American rancher and politician from Idaho

Laurie Lickley ( Johnson) is an American politician and rancher from Idaho. Lickley is a former Republican member of the Idaho House of Representatives from District 25A.

== Early life ==
Lickley was born in Salmon, Idaho. In 1986, Lickley graduated from Salmon High School.

== Education ==
In 1990, Lickley earned a Bachelor of Science degree in agricultural economics from the University of Idaho.

== Career ==
Lickley is a rancher in Idaho.

In November 2015, Lickley began serving as the President of Idaho Cattle Association.

On May 15, 2018, Lickley won the Republican Primary Election for Idaho House of Representatives. Lickley sought a seat in District 25 seat A. Lickley defeated B. Roy Prescott and Glenneda Zuiderveld with 49.8% if the votes.

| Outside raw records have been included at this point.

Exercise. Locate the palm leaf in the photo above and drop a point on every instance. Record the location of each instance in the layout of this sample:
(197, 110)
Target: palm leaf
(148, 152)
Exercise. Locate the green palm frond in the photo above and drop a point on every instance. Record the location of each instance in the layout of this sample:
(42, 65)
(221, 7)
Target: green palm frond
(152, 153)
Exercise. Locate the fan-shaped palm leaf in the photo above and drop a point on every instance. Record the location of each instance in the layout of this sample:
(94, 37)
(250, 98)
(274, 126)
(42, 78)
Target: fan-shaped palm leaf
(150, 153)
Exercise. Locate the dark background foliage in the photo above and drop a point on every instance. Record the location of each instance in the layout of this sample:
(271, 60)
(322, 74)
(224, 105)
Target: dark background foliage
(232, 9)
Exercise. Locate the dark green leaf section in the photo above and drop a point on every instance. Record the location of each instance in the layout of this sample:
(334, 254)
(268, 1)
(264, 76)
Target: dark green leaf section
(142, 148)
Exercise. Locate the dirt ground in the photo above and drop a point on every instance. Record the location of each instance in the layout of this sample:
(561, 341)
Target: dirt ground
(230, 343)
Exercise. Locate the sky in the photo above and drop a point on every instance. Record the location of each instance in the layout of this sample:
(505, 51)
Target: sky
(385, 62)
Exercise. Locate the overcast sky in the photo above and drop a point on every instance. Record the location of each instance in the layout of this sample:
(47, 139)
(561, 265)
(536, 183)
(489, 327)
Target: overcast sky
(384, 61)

On November 6, 2018, Lickley won the election and became a Republican member of Idaho House of Representatives for District 25 Seat A. Lickley succeeded Maxine Bell, who served in Idaho House of Representatives for 30 years.

In legislation, Lickley is a member of the Environment, Energy, & Technology Committee, Health & Welfare Committee, and Resources & Conservation Committee.

In 2022, Lickley ran for the Idaho state Senate. She was defeated in an upset.

In November 2024, Lickley narrowly lost the state Senate race against Ron Taylor (D) and Kayla Tate (I) in the general election. Taylor won with the help of Idaho Freedom Foundation's PAC and far-right operatives who uses Tate to take votes away from the Republican candidate.

== Awards ==
- 2004 Idaho Cattle Woman of the Year.

== Personal life ==
Lickley's husband is Bill, a rancher. They have two children, Valene and Cole. Lickley and her family live outside of Jerome, Idaho.